ITALY, May 26th, 2023. In the bargaining over raising the debt ceiling, not one member of Congress, the Treasury Department, or the Biden Administration is acknowledging the fact that interest on the national debt can be paid without raising the debt ceiling.
Put in its entirety—the debt ceiling is the limit to which the federal government can borrow money. The interest on the national debt, lack of payment for which Treasury Secretary Janet Yellen has warned will cause “an economic and financial catastrophe,” doesn’t need to be paid for with borrowed money.
According to Treasury Department data, tax revenue is $4.66 trillion, while the annual interest payments on the debt in fiscal year 2022 amounted to $724 billion.
So the money for “America to pay its bills” is there. Why isn’t anyone bringing this up? The debate in Congress, which is coming down to the wire, has nothing to do with whether or not America can pay its bills, but whether it will be permitted to borrow money to pay its bills. The same goes for all the potential solutions, laid out cleanly in various “plans” here; America will be allowed to borrow money to pay its bills or do so by force, or it will make some agreement to be allowed to.
On May 10th, Secretary Yellen said a default “would spark a global downturn that would set us back much further. It would also risk undermining US global economic leadership and raise questions about our ability to defend our national security interests”.
If such risks exist, why can’t the relatively small increase year-over-year from 2022’s interest payments be met with slightly more tax revenue? Are Americans to believe there is not one single program or agency whose work is worth less than the risk of “an economic and financial catastrophe,” and cut be scaled back to prevent it?

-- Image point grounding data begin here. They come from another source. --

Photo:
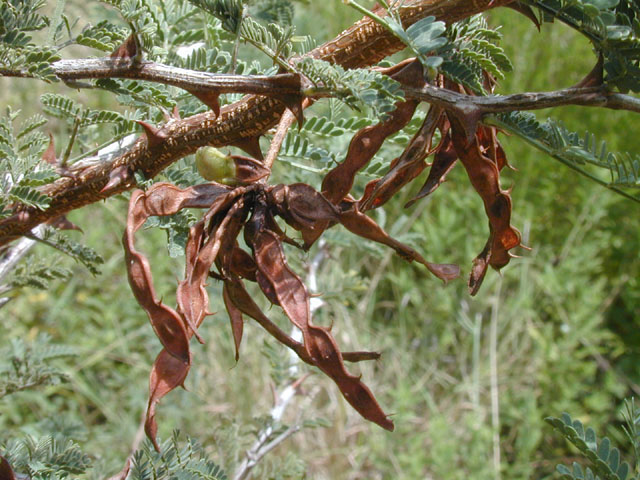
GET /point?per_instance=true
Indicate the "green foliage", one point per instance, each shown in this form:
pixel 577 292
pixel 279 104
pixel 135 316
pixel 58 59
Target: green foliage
pixel 176 461
pixel 37 275
pixel 20 162
pixel 612 27
pixel 46 458
pixel 575 150
pixel 603 458
pixel 552 306
pixel 473 49
pixel 28 365
pixel 18 54
pixel 355 87
pixel 83 254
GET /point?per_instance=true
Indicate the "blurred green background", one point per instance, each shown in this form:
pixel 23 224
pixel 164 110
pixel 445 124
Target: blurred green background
pixel 468 380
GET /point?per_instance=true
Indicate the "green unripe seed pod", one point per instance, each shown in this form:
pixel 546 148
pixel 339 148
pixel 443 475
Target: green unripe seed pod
pixel 213 165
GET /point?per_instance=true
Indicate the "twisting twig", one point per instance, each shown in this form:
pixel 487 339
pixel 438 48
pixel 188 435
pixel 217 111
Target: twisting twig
pixel 364 44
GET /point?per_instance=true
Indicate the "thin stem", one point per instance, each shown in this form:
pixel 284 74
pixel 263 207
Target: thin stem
pixel 286 121
pixel 72 139
pixel 493 367
pixel 549 151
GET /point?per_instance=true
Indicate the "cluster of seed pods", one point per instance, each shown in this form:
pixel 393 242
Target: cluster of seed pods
pixel 251 208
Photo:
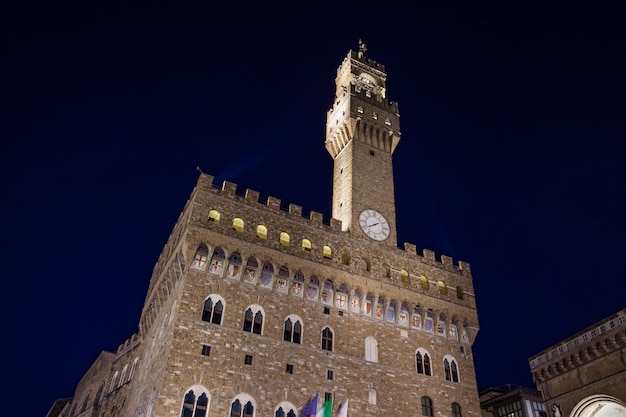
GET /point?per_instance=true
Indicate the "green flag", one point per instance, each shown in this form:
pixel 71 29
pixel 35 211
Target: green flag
pixel 327 409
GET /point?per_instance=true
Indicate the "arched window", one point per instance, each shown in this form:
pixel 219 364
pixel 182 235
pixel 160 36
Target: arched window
pixel 234 266
pixel 113 381
pixel 237 409
pixel 456 410
pixel 133 369
pixel 123 375
pixel 217 262
pixel 267 275
pixel 422 362
pixel 450 369
pixel 293 330
pixel 249 276
pixel 238 224
pixel 327 339
pixel 213 309
pixel 195 402
pixel 442 288
pixel 285 409
pixel 200 258
pixel 253 320
pixel 297 284
pixel 371 349
pixel 427 406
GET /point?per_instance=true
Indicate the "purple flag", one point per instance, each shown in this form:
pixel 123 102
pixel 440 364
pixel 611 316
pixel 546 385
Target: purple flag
pixel 311 408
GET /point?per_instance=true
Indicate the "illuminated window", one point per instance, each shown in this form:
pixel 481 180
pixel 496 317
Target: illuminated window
pixel 238 224
pixel 327 339
pixel 214 216
pixel 200 258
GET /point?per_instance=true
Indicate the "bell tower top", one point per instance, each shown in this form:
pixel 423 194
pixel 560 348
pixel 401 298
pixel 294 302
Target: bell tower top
pixel 362 132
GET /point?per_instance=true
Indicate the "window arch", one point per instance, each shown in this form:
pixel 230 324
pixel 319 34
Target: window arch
pixel 242 406
pixel 123 375
pixel 455 410
pixel 253 319
pixel 133 369
pixel 368 265
pixel 214 216
pixel 422 362
pixel 234 266
pixel 427 406
pixel 195 402
pixel 217 262
pixel 285 409
pixel 451 369
pixel 267 275
pixel 371 349
pixel 387 269
pixel 238 224
pixel 292 329
pixel 213 309
pixel 252 266
pixel 113 381
pixel 327 339
pixel 200 258
pixel 297 284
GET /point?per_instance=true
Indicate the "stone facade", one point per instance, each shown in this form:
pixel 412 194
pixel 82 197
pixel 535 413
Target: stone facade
pixel 366 308
pixel 586 372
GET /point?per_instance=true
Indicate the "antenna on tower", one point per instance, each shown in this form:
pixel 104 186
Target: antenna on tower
pixel 362 48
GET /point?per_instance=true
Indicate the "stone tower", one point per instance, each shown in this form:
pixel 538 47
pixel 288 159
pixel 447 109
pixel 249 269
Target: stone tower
pixel 362 131
pixel 253 310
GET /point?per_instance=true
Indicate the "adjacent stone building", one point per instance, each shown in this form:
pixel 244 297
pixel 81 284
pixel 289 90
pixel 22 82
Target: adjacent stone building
pixel 585 374
pixel 254 309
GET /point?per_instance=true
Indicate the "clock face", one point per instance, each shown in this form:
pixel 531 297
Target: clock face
pixel 374 225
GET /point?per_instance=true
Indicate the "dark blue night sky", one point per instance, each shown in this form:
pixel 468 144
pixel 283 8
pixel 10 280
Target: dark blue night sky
pixel 512 158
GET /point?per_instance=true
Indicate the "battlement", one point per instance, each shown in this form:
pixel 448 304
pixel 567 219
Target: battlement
pixel 370 62
pixel 316 220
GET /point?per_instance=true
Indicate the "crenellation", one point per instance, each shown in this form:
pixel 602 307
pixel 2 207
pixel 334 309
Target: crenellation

While future spending cuts, even massive ones, have been proposed by the Republicans in Congress as a concession from the White House in exchange for a raise in the debt ceiling, no one, not even the Republicans holding the keys, has mentioned that cutting a part of spending now would avoid the so-termed “X-date” and “economic and financial catastrophe”.
Essentially, the determination has been that the federal government cannot pay its bills if it can’t be allowed to borrow money to pay for them, a sentence which on its face would flunk someone out of every economics class.